As for the government’s flagship programme, Pradhan Mantri Jan Arogya Yojana – Ayushman Bharat, there is no clarity on an enhancement of investment.

“Had the government extended the insurance coverage under Ayushman Bharat to primary care, thousands of clinics and small hospitals situated in rural and semi-urban areas would have participated. This would have made both Ayushman Bharat and small hospitals viable and sustainable,” IMA said.

Instead of fostering healthcare from the grassroots level, some of the proposals look to challenge their very existence, it alleged.

“The IMA is concerned that small and medium hospitals will be decimated with the current design of healthcare. IMA demands a review of the concept and operational aspects of Ayushman Bharat while demanding more allocation for health,” said Dr R V Asokan, general secretary, IMA.

The statement also urged people to exert pressure on their MPs to increase public spending on health.

The private sector feels that even as emphasis is given on cleanliness and sanitation, important areas like medical emergency services are left out of the budget. Overall, the private sector does not find the proposals of the budget encouraging, especially due to a lack of impetus to the Ayushman Bharat.

“There have been no significant announcements pertaining to healthcare in the Union Budget.
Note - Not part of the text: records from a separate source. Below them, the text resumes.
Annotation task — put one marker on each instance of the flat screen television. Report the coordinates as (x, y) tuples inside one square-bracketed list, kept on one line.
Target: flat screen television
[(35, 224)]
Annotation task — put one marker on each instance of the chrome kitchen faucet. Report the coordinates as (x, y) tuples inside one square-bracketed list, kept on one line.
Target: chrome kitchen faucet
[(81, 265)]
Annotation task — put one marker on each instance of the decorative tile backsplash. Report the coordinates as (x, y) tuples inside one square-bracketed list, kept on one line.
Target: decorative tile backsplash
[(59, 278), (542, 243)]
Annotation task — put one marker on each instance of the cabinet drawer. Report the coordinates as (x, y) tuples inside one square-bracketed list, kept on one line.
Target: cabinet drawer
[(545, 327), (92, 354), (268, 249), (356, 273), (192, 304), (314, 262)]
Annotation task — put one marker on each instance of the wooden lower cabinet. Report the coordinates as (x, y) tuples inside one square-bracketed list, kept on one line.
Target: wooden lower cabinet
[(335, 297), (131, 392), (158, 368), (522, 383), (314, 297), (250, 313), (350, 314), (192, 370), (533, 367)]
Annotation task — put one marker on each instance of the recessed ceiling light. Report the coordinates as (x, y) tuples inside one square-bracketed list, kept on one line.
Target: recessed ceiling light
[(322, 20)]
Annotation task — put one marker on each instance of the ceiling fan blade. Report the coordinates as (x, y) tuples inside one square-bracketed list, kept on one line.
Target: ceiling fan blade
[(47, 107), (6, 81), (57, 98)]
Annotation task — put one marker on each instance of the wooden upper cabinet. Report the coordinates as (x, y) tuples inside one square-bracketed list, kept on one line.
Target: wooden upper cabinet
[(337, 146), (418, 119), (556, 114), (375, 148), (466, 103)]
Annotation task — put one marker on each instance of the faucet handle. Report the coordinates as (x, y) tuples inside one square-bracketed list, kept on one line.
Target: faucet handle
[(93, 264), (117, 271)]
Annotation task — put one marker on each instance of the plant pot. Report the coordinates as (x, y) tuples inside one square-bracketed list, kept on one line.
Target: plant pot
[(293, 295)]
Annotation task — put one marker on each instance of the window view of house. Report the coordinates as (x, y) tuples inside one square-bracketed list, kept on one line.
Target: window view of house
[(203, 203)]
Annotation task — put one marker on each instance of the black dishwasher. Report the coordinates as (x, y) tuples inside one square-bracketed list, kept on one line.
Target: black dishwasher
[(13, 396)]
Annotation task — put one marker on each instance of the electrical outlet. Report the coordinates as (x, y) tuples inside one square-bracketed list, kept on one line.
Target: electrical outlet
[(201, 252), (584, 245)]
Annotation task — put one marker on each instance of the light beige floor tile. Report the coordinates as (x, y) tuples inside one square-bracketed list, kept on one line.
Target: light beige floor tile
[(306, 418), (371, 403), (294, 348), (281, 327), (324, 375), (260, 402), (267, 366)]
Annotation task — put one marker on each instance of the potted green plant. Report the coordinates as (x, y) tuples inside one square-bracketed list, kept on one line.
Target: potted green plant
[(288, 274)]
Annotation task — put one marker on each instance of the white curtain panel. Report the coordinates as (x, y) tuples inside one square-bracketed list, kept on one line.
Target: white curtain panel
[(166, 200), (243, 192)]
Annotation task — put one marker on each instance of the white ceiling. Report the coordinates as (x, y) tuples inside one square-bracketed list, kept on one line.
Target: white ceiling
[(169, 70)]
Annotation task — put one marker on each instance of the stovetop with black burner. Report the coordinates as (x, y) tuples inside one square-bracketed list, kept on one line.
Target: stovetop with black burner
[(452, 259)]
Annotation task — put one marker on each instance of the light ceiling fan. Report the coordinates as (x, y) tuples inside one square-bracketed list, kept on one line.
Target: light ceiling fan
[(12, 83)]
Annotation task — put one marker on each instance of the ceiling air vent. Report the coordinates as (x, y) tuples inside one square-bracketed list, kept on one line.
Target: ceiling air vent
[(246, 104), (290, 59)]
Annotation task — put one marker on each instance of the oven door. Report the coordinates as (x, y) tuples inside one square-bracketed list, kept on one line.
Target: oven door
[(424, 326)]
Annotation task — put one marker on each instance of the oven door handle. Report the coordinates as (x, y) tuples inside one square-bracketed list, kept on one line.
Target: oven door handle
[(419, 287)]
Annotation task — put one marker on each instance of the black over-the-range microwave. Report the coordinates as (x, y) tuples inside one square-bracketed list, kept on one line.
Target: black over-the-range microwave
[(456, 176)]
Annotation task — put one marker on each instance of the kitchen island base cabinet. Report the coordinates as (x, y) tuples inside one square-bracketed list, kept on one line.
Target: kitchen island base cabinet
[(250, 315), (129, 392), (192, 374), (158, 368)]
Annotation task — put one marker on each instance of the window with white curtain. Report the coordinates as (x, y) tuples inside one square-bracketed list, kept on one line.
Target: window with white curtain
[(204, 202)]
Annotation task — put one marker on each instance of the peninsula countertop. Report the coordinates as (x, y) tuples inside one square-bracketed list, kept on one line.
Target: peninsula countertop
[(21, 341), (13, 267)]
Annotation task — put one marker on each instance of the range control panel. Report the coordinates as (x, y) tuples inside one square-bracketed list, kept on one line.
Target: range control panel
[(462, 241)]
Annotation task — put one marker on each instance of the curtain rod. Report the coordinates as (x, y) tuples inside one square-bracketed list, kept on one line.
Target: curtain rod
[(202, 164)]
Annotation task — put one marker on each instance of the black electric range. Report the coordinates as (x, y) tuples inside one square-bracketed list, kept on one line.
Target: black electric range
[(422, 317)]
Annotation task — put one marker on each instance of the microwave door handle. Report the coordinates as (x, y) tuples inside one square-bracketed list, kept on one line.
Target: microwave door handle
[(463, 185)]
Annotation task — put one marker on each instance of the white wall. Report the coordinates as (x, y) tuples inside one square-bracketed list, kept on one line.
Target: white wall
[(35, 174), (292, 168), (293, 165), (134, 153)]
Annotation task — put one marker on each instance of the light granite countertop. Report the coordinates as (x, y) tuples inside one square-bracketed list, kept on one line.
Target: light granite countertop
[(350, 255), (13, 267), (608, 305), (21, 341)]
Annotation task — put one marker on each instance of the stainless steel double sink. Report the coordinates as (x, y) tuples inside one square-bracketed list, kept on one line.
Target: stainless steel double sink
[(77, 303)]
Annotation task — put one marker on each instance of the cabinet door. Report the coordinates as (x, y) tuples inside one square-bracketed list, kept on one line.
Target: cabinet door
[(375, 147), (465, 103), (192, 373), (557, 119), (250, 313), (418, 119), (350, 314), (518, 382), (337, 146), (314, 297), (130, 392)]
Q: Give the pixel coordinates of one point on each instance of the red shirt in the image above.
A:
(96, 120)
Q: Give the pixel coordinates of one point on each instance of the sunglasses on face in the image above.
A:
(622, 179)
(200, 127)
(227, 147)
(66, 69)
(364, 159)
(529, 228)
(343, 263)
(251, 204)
While there was hope that the allocation for the health sector [would be increased] in view of the requirement for funding Ayushman Bharat, this has not been done,” Aster DM Healthcare Founder Chairman and Managing Director Azad Moopen said.

He appreciated the focus on education. “I hope that there will be more funding for starting and upgrading medical colleges,” he added.
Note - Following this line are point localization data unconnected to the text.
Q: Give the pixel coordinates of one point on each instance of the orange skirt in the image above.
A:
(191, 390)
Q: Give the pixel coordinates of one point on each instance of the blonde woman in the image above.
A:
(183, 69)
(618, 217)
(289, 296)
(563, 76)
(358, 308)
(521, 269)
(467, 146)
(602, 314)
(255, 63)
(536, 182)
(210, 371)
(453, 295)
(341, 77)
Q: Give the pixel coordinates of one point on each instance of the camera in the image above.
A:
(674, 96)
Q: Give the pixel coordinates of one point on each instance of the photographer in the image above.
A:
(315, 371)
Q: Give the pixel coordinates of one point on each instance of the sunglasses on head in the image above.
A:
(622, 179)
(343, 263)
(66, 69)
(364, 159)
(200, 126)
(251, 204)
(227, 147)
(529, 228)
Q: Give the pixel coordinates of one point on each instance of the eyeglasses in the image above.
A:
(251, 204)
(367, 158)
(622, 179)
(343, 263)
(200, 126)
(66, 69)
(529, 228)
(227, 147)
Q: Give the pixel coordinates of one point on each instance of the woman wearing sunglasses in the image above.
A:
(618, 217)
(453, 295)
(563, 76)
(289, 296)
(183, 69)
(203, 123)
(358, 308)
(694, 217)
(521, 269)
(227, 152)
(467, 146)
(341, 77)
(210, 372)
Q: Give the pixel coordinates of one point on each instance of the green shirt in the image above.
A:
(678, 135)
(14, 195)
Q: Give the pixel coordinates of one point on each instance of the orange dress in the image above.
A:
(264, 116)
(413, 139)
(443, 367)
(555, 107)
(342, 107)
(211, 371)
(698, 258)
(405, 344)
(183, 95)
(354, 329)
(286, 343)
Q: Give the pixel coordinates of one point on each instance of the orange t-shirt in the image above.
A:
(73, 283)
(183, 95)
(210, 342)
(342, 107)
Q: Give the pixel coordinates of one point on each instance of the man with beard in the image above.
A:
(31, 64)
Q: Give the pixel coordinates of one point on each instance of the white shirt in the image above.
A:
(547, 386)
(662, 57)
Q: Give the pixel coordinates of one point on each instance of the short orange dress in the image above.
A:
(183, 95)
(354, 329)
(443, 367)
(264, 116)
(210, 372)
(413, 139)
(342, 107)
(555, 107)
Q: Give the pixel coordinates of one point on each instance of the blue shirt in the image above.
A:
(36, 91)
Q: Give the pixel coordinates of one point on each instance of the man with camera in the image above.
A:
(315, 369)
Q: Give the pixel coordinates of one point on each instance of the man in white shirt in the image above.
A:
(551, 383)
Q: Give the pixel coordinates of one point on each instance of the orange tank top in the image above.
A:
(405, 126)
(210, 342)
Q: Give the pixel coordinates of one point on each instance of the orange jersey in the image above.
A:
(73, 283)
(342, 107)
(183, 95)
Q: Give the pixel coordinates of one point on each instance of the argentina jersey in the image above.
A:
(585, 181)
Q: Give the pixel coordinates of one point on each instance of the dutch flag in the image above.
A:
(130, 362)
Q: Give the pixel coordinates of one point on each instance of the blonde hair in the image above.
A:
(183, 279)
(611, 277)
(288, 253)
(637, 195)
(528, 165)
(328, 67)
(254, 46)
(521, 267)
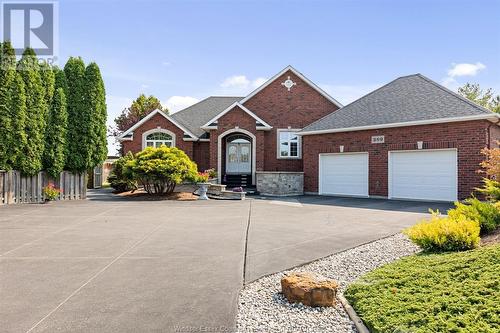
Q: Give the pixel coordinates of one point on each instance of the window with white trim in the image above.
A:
(289, 144)
(157, 139)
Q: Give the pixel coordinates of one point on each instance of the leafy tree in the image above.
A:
(7, 78)
(485, 98)
(159, 170)
(139, 109)
(95, 104)
(18, 151)
(55, 135)
(35, 103)
(78, 142)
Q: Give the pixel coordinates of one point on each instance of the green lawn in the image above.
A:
(450, 292)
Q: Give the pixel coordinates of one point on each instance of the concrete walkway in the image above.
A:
(108, 265)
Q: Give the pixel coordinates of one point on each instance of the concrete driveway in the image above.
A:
(107, 265)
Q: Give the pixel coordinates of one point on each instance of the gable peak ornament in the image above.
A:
(288, 83)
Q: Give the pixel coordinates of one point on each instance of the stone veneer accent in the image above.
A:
(280, 183)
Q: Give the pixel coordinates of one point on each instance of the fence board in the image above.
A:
(16, 188)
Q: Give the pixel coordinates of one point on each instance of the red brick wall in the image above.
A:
(468, 137)
(158, 121)
(230, 120)
(281, 108)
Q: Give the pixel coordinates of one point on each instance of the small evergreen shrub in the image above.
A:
(486, 214)
(117, 179)
(439, 234)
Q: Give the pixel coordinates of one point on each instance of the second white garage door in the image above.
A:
(426, 175)
(343, 174)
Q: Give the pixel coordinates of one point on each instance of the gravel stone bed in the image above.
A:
(262, 307)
Though there has been no direct mention for the healthcare industry, the proposed Rs 100 lakh crore investment in infrastructure in the next 5 years could result in a boost for the healthcare segment, P D Hinduja Hospital & MRC CEO Gautam Khanna commented.

The government’s decision to set up a National Research Foundation to boost research in all areas is one of the most notable announcements in the budget, said Shankar Narang, COO, Paras Healthcare.

“While the healthcare allocation had been covered in the Interim Budget earlier this year, it is still a little disappointing that there was no new commitment to healthcare in finance minister Nirmala Sitharaman’s maiden budget,” stated Narang.

The pharmaceuticals and medical devices makers too looked disappointed as their oft-repeated pleas for incentives for promoting the growth of the sector fell on deaf ears once again.

“The expectations from the Union Budget 2019 were that from a bold, reformist budget. However, it turned out to be an incremental budget at best,” according to Satish Reddy, Chairman, Dr Reddy’s Laboratories.

“The emphasis on start-ups and on the education sector is a good move. However, there was nothing to fuel growth in the healthcare and pharma sectors, which is disappointing. I was particularly keen on seeing a change in the weighted deduction for R&D, which did not happen. A positive policy move of this kind would have spurred R&D and innovation in pharma and other sectors,” Reddy said.

Industry body All India Medical Devices (AiMeD) expressed deep anguish over what it called the continued neglect of domestic medical device manufacturers.

“It is appalling to note that for the past 3 years, this is the first Budget with zero mention of healthcare.. not even a higher allocation for Ayushman Bharat,” AiMeD Forum Coordinator Rajiv Nath said.

Despite umpteen reminders, the Union Budget 2019-20 has not heeded AiMeD’s suggestions on extending tax and non-tax protection to the domestic medical devices industry, he added.

Meanwhile, some of those engaged in online pharmacy trade see the promise of healthy growth for the sector.

They point out that it is high time healthcare was accorded ‘priority sector’ status to ensure smooth credit flow, mandatory universal health insurance, tax incentives for capacity building, creation of a dedicated infrastructure and innovation fund.